Abhängig vom eingesetzten Lesegerät kann es zu
unterschiedlichen Darstellungen des vom Verlag
freigegebenen Textes kommen.
ISBN 978-3-7099-3794-5
Umschlag: Benno Peter, Zeichnung von Heinz Egger
Dieses Buch erhalten Sie auch in gedruckter Form mit hochwertiger Ausstattung in Ihrer Buchhandlung oder direkt unter www.haymonverlag.at.
Zum Gedicht „Nachtschatten“ meines Bruders Martin Merz
Salz ist im Meer.
Sterndämmer
reisst mich in die Tiefe.
Ich erwache
unter Stimmen,
die Lieder vom Meer
singen.
Grün leuchtend im
Grau des Regens
Bänder von Algen.
Braun falten Schnecken
die Fühler zum Gebet.
Der Sternenkranz
hat viele Lichter.
Stau vor dem Gotthardtunnel. Und beim mörderischen Radwechsel auf der italienischen Autobahn, Stunden später, bleiben die Sandalen im aufgeweichten Asphalt kleben. Die Fahrt zieht sich hin, bis wir, geteert und gerädert, gegen Abend endlich an der ligurischen Küste die Zimmer beziehen.
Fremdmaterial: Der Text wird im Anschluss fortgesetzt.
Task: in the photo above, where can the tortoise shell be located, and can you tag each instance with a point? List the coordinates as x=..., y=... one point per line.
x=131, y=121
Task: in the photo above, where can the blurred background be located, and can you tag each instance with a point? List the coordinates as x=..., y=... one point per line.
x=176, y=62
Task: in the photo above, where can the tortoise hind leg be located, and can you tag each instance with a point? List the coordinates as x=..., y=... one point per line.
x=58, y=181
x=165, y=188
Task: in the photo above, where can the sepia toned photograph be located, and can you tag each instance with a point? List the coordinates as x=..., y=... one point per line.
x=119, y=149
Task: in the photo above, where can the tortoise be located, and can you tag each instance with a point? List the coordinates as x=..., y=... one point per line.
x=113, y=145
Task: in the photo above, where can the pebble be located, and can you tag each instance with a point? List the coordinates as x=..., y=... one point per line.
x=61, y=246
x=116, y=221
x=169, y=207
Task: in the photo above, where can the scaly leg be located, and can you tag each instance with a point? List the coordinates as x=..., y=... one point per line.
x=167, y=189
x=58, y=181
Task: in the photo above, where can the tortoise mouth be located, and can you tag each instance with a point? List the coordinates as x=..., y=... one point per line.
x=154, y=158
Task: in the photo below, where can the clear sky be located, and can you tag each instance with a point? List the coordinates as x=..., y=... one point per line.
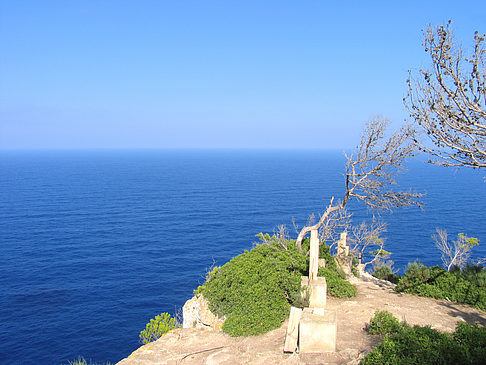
x=210, y=74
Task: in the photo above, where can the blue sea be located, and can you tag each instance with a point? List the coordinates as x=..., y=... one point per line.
x=95, y=243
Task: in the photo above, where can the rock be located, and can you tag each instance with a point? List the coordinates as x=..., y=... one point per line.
x=196, y=313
Aber all diese Strapazen erspart uns der Dichter und stellt uns schon mit dem ersten Satz in den Schatten. Ans Meer. Schneller kann man nicht reisen.
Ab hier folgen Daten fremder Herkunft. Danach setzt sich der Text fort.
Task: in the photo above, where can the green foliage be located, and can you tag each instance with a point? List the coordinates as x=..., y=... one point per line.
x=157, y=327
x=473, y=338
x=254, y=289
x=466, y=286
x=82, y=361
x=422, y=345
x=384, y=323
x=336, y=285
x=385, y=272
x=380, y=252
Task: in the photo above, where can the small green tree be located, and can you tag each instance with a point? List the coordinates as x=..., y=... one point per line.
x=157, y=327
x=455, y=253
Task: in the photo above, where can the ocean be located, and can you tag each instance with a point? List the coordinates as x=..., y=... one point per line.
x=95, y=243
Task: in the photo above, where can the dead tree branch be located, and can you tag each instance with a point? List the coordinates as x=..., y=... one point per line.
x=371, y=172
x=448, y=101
„Salz ist im Meer“, stellt er lapidar fest und reisst uns dann, noch bevor es in Wunden und Augen zu brennen anfängt, schnurstracks in die Tiefen seines Himmels hinab. Ohne Stau, ohne Schnorchel geraten wir in den Sog seiner Worte hinein. Aber wir haben ja alles dabei, was es für diesen Tauchgang braucht: Ein Gehör, zwei Augen, den geräumigen Kopf für die Bilder, ein Herz.
Wer auf dem Kopf gehe, habe den Himmel als Abgrund unter sich. Man erinnert sich unwillkürlich an den umwerfenden Satz aus Celans Büchnerrede. Und geht an ihm mit Lenz durchs Gebirg. — Oder sieht sich jetzt doch genötigt, dem innerfamiliären Interpreten ein wenig auf die Füsse zu schauen, weil man meint, da versteige sich einer. — Nein, da war bei diesem jungen Dichter aus dem Mittelland nichts mit Gehen und Steigen, sein Kopf war von Anfang an zu gross geraten, zu schwer, auch für eine ordentliche Schulbildung — jedoch mit Hallräumen versehen für die Lieder vom Meer.
Am ersten März 1974 hockt Martin am Tisch vor seiner meergrünen Olivetti und hackt den „Nachtschatten“, als diktiere ihm einer den Text, mit zwei Fingern aufs Blatt. Korrigiert wird im nachhinein, wie immer, kein Wort. Aber im Schreibfenster der Maschine zieht sich das abgewetzte Farbband nun unverhofft als grün leuchtende Alge durch den grauen Tag, und der Dichter kommt schreibend — und nur so — langsam wieder auf die Füsse. Er kriegt überwasser und entlässt uns, wie er uns zuvor mit dem ersten Satz in die Pflicht seiner Worte und Bilder genommen und in die Tiefe gerissen hat, mit einem augenzwinkernden letzten Satz rasch und ohne zu klammern — was nur absolut Schwindelfreien möglich ist aus der Zauberhaft seines Gedichts.
Die Demut der Schnecken, dieser eigenartig langsamen, ziemlich ortsgebundenen und doch autonomen Wesen, kommt über ihn. Und die Lichter der Gestirne, der anderen Welten treten jetzt deutlich aus ihrem anfänglichen Dämmer hervor: Sie markieren auch, eigenartig versöhnlich, die schillernden Stirnen der vielen Kostgänger des Herrn. Von ihm. Von uns.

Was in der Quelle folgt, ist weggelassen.